International Mutual Fund Schemes: SEBI enhances overseas investment limits for MFs

By: |
November 6, 2020 12:28 PM

For all ongoing schemes, an investment headroom of 20% of the average AUM of the previous three calendar months would be available to the Mutual Fund.

US Stocks, S&P 500, Nasdaq Composite, Communication services, financial, information technologyCommunication services, financial and information technology were the biggest S&P industry sector, gainers.
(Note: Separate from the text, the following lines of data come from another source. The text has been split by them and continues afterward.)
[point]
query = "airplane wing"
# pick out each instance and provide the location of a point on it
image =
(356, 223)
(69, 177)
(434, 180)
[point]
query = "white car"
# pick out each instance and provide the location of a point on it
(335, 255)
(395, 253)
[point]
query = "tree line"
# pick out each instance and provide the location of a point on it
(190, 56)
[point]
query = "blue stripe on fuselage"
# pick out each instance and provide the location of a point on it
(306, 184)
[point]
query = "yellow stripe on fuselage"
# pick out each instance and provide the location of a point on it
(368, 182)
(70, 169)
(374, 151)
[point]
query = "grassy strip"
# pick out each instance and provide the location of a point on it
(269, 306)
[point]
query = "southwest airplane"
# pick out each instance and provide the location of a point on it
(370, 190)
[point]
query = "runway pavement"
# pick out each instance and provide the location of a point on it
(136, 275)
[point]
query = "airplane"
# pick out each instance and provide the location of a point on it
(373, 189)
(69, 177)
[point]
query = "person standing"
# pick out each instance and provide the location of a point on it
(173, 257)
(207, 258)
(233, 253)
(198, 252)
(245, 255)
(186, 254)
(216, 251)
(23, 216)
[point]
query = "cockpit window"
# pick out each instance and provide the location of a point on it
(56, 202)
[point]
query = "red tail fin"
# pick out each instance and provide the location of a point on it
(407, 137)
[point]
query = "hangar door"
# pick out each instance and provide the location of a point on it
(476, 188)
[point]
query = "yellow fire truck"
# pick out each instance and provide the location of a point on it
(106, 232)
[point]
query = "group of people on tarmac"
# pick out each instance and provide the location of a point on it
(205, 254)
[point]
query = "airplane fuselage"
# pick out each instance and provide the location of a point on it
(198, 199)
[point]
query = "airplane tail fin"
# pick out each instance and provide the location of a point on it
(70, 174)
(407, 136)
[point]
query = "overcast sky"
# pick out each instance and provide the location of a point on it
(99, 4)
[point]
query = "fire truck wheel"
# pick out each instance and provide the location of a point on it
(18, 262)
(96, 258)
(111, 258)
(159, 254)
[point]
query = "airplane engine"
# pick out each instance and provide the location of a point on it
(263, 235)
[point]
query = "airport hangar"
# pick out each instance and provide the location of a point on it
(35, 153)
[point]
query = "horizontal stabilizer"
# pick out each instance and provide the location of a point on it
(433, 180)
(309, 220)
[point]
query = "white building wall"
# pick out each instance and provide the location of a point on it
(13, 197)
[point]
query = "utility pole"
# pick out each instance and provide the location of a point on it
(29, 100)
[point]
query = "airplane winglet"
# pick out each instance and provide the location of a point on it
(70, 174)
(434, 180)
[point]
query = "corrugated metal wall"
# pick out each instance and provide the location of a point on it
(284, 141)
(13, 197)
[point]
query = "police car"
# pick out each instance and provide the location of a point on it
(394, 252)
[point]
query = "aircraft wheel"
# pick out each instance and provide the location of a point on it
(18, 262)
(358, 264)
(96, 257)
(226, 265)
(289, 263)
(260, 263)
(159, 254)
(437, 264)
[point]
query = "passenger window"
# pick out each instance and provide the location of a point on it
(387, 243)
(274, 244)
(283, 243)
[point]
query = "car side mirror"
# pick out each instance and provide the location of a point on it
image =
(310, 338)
Investing in international stocks has always been considered as a part of diversification for an investment portfolio. Since the lows of March 2020, the global stock markets have not just rebounded but the growth looks promising in future too. To make sure the potential of equities is well within the reach of Indian investors, the market regulator SEBI has enhanced the overseas investment limit for mutual funds. The new limits will apply to the overall industry and will also have a separate limit for mutual fund individually and Exchange Traded Funds (ETFs).
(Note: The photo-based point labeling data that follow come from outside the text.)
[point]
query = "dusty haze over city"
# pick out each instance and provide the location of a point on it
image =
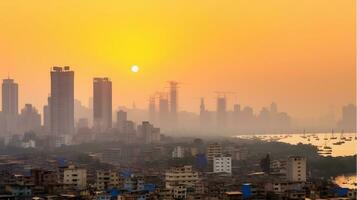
(300, 55)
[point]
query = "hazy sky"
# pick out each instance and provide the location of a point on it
(298, 53)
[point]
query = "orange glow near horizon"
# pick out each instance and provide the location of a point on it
(298, 53)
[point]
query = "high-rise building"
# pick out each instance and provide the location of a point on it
(173, 103)
(10, 97)
(102, 104)
(178, 152)
(296, 169)
(47, 115)
(348, 121)
(221, 111)
(152, 109)
(30, 119)
(62, 101)
(164, 111)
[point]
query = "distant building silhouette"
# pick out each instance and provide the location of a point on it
(348, 121)
(152, 109)
(10, 97)
(221, 111)
(10, 106)
(62, 101)
(149, 133)
(47, 115)
(173, 103)
(102, 104)
(30, 119)
(122, 118)
(164, 111)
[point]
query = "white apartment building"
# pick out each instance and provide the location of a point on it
(107, 180)
(296, 169)
(180, 176)
(75, 176)
(222, 164)
(214, 150)
(178, 152)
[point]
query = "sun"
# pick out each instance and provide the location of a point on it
(135, 68)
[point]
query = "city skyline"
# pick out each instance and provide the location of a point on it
(305, 66)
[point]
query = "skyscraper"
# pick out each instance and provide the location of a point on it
(121, 120)
(10, 101)
(62, 101)
(221, 111)
(152, 109)
(30, 119)
(102, 104)
(47, 115)
(173, 102)
(164, 110)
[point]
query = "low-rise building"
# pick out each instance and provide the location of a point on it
(222, 164)
(180, 176)
(75, 176)
(107, 180)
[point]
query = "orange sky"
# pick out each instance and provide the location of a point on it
(298, 53)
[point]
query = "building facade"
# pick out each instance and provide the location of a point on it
(62, 101)
(296, 169)
(222, 164)
(102, 104)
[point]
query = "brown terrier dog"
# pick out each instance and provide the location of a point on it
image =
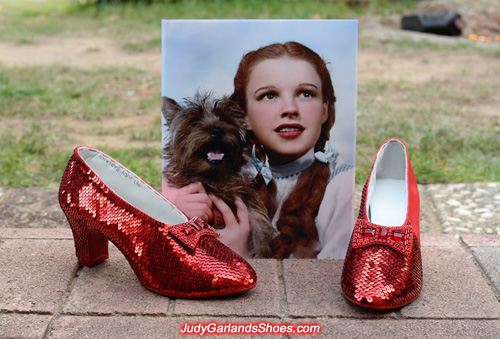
(208, 144)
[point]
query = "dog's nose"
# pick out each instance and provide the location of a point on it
(217, 133)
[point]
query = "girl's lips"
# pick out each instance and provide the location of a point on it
(289, 131)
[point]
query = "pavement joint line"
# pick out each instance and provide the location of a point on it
(62, 301)
(480, 267)
(282, 290)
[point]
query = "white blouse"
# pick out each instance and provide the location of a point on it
(335, 219)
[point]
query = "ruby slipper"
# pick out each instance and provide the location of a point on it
(383, 264)
(169, 254)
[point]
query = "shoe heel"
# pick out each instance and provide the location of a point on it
(91, 246)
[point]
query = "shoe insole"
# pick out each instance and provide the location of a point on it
(388, 202)
(131, 188)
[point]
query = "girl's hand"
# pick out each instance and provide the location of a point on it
(193, 200)
(235, 235)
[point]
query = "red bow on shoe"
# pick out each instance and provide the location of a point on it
(190, 232)
(399, 238)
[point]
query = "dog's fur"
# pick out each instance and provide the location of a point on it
(208, 144)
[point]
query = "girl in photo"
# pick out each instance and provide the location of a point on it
(288, 97)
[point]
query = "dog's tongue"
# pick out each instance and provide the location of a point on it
(215, 155)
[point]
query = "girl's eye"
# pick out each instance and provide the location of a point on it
(268, 96)
(307, 94)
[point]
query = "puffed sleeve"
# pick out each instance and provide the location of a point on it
(335, 220)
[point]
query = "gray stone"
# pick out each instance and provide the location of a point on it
(112, 287)
(31, 207)
(35, 274)
(489, 259)
(23, 325)
(453, 287)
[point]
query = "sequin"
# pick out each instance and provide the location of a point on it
(184, 260)
(383, 265)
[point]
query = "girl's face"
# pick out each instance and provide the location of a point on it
(285, 107)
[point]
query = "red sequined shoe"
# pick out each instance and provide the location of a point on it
(383, 264)
(169, 254)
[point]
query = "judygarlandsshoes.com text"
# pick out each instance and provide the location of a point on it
(248, 328)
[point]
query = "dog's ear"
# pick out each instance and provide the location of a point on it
(169, 108)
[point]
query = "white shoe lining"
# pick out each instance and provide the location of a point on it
(387, 200)
(131, 188)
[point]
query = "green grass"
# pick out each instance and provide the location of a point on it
(448, 140)
(57, 91)
(34, 159)
(136, 27)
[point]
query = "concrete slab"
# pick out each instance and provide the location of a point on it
(36, 233)
(406, 328)
(429, 220)
(313, 290)
(112, 287)
(467, 208)
(489, 259)
(261, 301)
(142, 326)
(481, 240)
(30, 207)
(23, 325)
(35, 274)
(453, 285)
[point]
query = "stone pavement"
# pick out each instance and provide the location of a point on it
(45, 293)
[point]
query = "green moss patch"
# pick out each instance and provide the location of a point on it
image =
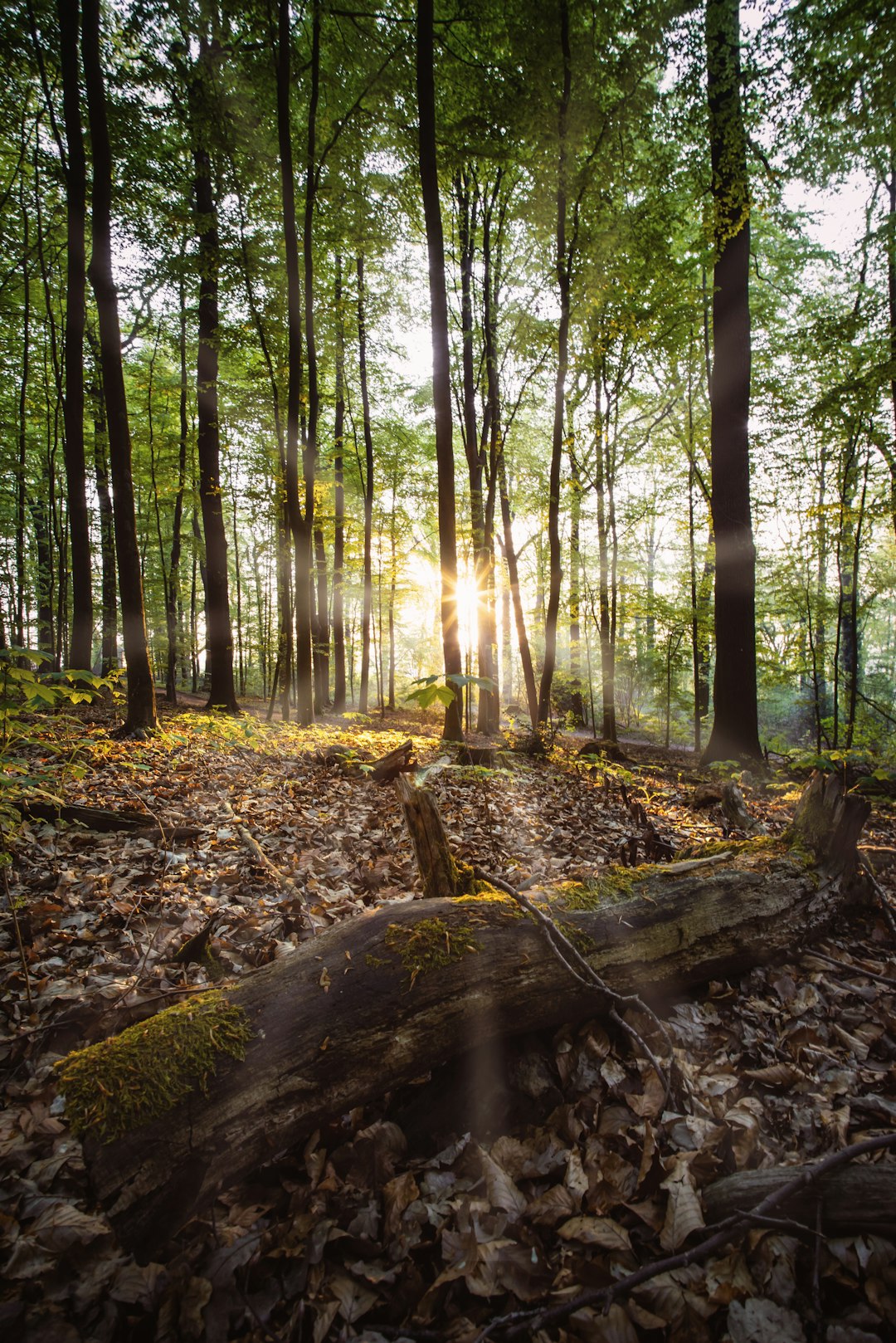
(610, 888)
(430, 945)
(141, 1073)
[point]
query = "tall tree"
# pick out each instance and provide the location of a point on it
(141, 692)
(80, 642)
(441, 360)
(564, 254)
(219, 637)
(735, 730)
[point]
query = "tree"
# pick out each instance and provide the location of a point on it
(735, 730)
(441, 359)
(219, 638)
(80, 643)
(141, 692)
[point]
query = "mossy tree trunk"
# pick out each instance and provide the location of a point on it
(381, 999)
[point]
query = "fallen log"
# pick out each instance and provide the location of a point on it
(401, 760)
(852, 1201)
(379, 999)
(102, 819)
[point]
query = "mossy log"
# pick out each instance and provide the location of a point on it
(853, 1201)
(382, 998)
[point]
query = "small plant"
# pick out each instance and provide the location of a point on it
(430, 692)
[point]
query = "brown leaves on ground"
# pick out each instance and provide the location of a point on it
(508, 1181)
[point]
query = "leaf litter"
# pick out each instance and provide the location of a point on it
(497, 1184)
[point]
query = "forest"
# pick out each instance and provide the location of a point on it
(232, 466)
(448, 700)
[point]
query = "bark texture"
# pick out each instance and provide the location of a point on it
(382, 998)
(735, 731)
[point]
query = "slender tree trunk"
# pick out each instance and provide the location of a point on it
(441, 359)
(141, 696)
(299, 524)
(321, 642)
(173, 563)
(23, 432)
(219, 638)
(41, 524)
(492, 230)
(368, 493)
(563, 267)
(735, 731)
(338, 524)
(606, 621)
(80, 645)
(514, 575)
(575, 597)
(109, 647)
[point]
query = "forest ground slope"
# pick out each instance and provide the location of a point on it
(501, 1182)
On November 5, 2020, SEBI issued a circular regarding the enhancement of Overseas Investment limits for Mutual Funds. The new limits will be effective immediately and, therefore, the fund houses are expected to follow-up with the new rules anytime soon.

Mutual Funds can make overseas investments subject to a maximum of US $ 600 million per Mutual Fund, within the overall industry limit of US $ 7 billion. In case of overseas investments, US $ 50 million would be reserved for each Mutual Fund individually, within the overall industry limit of US $ 7 billion.
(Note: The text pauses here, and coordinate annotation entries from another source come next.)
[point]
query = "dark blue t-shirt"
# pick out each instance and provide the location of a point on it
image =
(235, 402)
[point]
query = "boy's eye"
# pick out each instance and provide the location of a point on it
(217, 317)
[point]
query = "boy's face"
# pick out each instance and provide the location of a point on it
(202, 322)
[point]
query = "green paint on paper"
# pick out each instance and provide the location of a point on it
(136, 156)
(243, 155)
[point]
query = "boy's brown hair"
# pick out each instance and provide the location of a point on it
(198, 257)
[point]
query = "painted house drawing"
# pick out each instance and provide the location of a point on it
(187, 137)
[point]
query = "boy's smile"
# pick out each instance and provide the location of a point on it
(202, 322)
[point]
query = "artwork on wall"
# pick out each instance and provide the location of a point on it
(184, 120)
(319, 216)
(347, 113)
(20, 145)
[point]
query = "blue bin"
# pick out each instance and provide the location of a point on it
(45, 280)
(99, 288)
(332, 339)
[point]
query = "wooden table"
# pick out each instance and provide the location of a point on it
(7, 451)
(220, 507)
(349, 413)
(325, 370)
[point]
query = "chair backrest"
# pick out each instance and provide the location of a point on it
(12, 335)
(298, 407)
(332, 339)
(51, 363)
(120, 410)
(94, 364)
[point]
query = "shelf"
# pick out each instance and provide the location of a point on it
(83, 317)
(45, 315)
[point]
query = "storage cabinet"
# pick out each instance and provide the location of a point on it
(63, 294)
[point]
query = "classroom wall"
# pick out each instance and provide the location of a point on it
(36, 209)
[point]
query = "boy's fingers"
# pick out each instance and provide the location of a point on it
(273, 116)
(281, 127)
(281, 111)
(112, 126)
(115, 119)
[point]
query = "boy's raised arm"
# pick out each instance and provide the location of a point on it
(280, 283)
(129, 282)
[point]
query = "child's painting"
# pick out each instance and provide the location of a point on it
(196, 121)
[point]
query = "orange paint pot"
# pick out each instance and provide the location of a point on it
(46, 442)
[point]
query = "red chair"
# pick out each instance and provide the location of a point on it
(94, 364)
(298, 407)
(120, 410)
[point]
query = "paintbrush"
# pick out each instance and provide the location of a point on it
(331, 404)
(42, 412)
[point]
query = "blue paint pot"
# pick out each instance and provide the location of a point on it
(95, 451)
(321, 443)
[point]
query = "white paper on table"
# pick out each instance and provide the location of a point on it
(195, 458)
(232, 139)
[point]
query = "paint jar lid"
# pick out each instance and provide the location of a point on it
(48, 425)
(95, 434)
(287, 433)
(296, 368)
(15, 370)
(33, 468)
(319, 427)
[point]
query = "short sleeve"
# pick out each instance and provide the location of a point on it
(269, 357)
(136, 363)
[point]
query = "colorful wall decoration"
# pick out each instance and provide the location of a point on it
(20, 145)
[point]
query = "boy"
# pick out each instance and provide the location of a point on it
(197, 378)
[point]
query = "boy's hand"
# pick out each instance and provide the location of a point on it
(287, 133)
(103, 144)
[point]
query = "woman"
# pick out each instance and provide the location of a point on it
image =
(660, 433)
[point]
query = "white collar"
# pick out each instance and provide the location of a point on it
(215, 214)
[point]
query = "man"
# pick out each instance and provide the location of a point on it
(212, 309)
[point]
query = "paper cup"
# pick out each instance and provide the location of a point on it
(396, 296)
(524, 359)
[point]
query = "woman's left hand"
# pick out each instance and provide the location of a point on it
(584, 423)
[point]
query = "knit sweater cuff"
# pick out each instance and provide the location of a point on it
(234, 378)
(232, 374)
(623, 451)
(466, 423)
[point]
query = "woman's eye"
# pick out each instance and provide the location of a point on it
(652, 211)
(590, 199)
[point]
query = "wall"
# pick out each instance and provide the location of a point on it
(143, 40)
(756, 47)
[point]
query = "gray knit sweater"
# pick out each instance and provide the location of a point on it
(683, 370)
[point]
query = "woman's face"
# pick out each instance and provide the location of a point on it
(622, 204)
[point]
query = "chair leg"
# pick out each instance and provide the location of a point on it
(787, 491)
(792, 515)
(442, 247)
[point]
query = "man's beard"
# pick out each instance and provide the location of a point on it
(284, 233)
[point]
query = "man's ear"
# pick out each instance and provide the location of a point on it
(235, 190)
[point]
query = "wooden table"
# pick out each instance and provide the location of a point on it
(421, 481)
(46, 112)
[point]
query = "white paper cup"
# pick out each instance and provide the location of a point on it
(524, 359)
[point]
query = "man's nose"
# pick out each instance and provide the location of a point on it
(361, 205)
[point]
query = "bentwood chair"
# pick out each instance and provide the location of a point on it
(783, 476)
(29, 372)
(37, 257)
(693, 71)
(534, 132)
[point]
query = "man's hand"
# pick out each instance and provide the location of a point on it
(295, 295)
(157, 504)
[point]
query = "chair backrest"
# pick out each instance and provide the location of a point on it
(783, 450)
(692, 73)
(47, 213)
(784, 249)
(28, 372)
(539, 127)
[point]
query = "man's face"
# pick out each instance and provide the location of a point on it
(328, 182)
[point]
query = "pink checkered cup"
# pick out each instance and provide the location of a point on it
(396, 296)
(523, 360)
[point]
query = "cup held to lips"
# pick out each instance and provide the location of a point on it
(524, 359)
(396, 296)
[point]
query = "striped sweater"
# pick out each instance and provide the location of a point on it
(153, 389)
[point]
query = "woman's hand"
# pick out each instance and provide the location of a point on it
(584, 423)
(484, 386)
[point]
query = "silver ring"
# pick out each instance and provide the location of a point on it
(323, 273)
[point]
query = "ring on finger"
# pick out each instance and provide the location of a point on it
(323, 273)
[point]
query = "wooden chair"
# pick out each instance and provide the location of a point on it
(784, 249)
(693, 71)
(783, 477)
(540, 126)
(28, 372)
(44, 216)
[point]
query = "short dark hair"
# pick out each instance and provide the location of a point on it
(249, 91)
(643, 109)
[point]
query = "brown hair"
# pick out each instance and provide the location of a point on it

Mutual Funds can make investments in overseas Exchange Traded Fund (ETF(s)) subject to a maximum of US $ 200 million per Mutual Fund, within the overall industry limit of US $ 1 billion.

Mutual Funds launching new schemes or New Fund Offers (NFOs) and intending to invest in Overseas securities/Overseas ETFs shall ensure that the scheme documents shall disclose the intended amount that they plan to invest in Overseas securities/Overseas ETFs subject to maximum limits.

Such limits disclosed in scheme documents will be valid for a period of six months from the date of closure of NFO. Thereafter the unutilized limit, if any, shall not be available to the Mutual Fund for investment in Overseas securities /Overseas ETFs and shall be available towards the unutilized industry wide limits.

For all ongoing schemes that invest or are allowed to invest in Overseas securities/ Overseas ETFs, an investment headroom of 20% of the average AUM in Overseas securities/ Overseas ETFs of the previous three calendar months would be available to the Mutual Fund for that month to invest in Overseas securities/ Overseas ETFs subject to maximum limits. Further, Mutual Funds shall report the utilisation of overseas investment limits on monthly basis, within 10 days from end of each month.

For those investors who have yet not diversified across geographies, this move by SEBI should help them in the long run.